A quarter is accepted only if it has a weight between 5.55 grams and 5.790 grams.

The probability of selecting a quarter that will be accepted is computed using the standard normal table, as shown below.

$$\begin{gathered} P\left(5.550<x<5.790\right)=P\left(\frac{5.550-\mu }{\sigma }<\frac{x-\mu }{\sigma }<\frac{5.790-\mu }{\sigma }\right) \\ =P\left(\frac{5.550-5.670}{0.062}<z<\frac{5.790-5.670}{0.062}\right) \\ =P\left(-1.94<z<1.94\right) \end{gathered}$$

$$\begin{gathered} =P\left(z<1.94\right)-P\left(z<-1.94\right) \\ =0.9738-0.0262 \\ =0.9476 \end{gathered}$$

Therefore, the probability that a randomly selected quarter will be accepted is 0.9476.

b.

Let denote the sample mean weight of the quarters.

The sample mean weight follows a normal distribution with a mean equal to ${\mu }_{\overline{x}}=\mu$ and a standard deviation equal to ${\sigma }_{\overline{x}}=\frac{\sigma }{\sqrt{n}}$.

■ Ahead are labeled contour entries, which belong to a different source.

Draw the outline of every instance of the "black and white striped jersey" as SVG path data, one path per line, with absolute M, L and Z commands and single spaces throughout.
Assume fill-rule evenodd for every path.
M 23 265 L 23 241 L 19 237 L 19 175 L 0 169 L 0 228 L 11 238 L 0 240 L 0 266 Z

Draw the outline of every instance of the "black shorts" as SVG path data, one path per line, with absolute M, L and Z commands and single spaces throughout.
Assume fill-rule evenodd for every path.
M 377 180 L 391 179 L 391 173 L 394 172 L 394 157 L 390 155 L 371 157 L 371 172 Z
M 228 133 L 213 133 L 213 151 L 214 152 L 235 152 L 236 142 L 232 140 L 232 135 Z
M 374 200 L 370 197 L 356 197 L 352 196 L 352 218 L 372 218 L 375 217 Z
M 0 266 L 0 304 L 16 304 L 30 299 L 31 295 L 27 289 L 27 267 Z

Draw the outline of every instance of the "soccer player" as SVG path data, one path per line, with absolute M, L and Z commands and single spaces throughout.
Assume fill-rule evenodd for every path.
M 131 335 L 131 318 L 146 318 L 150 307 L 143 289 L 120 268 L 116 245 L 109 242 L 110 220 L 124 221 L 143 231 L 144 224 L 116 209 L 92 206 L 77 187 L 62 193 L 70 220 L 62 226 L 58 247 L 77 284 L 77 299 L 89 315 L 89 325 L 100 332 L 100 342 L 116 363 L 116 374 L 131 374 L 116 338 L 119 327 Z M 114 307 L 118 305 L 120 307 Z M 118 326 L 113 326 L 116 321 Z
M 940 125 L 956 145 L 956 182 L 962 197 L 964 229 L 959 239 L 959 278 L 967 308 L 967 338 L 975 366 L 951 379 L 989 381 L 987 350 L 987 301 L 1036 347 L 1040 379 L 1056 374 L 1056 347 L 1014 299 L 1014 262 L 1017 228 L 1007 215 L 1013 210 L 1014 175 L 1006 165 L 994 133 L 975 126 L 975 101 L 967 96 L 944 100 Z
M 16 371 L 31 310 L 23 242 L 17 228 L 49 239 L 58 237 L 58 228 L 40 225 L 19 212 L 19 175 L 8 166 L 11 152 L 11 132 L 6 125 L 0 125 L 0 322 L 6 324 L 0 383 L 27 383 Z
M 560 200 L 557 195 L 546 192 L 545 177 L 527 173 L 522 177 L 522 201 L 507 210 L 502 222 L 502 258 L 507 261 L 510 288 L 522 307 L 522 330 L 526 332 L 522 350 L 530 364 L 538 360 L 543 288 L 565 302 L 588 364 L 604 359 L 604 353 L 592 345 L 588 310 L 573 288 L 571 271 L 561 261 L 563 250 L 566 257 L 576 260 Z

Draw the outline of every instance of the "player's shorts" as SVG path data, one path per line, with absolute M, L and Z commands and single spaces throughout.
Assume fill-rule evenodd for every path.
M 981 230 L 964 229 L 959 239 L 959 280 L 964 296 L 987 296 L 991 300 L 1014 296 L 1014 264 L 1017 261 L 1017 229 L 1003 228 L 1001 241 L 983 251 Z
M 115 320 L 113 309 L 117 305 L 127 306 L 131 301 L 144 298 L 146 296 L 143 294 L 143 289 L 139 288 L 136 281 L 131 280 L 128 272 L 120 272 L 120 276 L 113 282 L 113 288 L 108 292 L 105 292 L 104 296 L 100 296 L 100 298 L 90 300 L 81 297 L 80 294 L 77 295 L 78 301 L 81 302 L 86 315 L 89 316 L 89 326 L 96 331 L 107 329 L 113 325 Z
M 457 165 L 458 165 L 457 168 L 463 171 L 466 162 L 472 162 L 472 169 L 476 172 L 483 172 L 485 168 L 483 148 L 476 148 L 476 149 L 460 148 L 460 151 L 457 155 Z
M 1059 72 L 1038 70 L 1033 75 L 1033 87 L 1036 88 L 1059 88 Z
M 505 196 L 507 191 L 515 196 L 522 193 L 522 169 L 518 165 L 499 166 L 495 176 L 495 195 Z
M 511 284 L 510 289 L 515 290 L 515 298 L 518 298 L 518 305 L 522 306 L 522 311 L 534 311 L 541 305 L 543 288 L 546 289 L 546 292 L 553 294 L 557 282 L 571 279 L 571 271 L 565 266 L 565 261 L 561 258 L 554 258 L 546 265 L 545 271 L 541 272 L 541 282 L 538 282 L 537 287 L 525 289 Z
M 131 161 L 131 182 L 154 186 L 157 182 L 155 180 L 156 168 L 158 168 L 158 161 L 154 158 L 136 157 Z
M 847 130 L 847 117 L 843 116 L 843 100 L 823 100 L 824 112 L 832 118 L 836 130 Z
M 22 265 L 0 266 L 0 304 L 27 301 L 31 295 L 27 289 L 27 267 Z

The sample size is equal to n=4.

The probability that the sample mean of the 4 selected quarters is between 5.550 grams and 5.790 grams is computed using the standard normal table, as shown below.

$$\begin{gathered} P\left(5.550<\overline{x}<5.790\right)=P\left(\frac{5.550-\mu }{\frac{\sigma }{\sqrt{n}}}<\frac{\overline{x}-\mu }{\frac{\sigma }{\sqrt{n}}}<\frac{5.790-\mu }{\frac{\sigma }{\sqrt{n}}}\right) \\ =P\left(\frac{5.550-5.670}{\frac{0.062}{\sqrt{4}}}<z<\frac{5.790-5.670}{\frac{0.062}{\sqrt{4}}}\right) \\ =P\left(-3.87<z<3.87\right) \end{gathered}$$

$$\begin{gathered} =P\left(z<3.87\right)-P\left(z<-3.87\right) \\ =0.9999-0.0001 \\ =0.9998 \end{gathered}$$

Therefore, the probability that the sample mean weight is between 5.550 grams and 5.790 grams is 0.9998.

c.

The vendor requires that the individual quarters meet the required specifications as the vending machine tests the individual weights of the quarters.

Thus, the vending machine does not account for the mean weight of a set of quarters.

Also, the probability from part (a) is less than the probability from part (b), which implies that there is a greater chance for the sample mean weight of a sample of quarters to meet the specification in comparison to the individual weight of a quarter to meet the requirements.

Therefore, the probability that a single sample quarter weight lies in the acceptable range (part (a)) is more important and appropriate as compared to the probability that the sample mean weight of 4 quarters lies in the acceptable range (part (b)).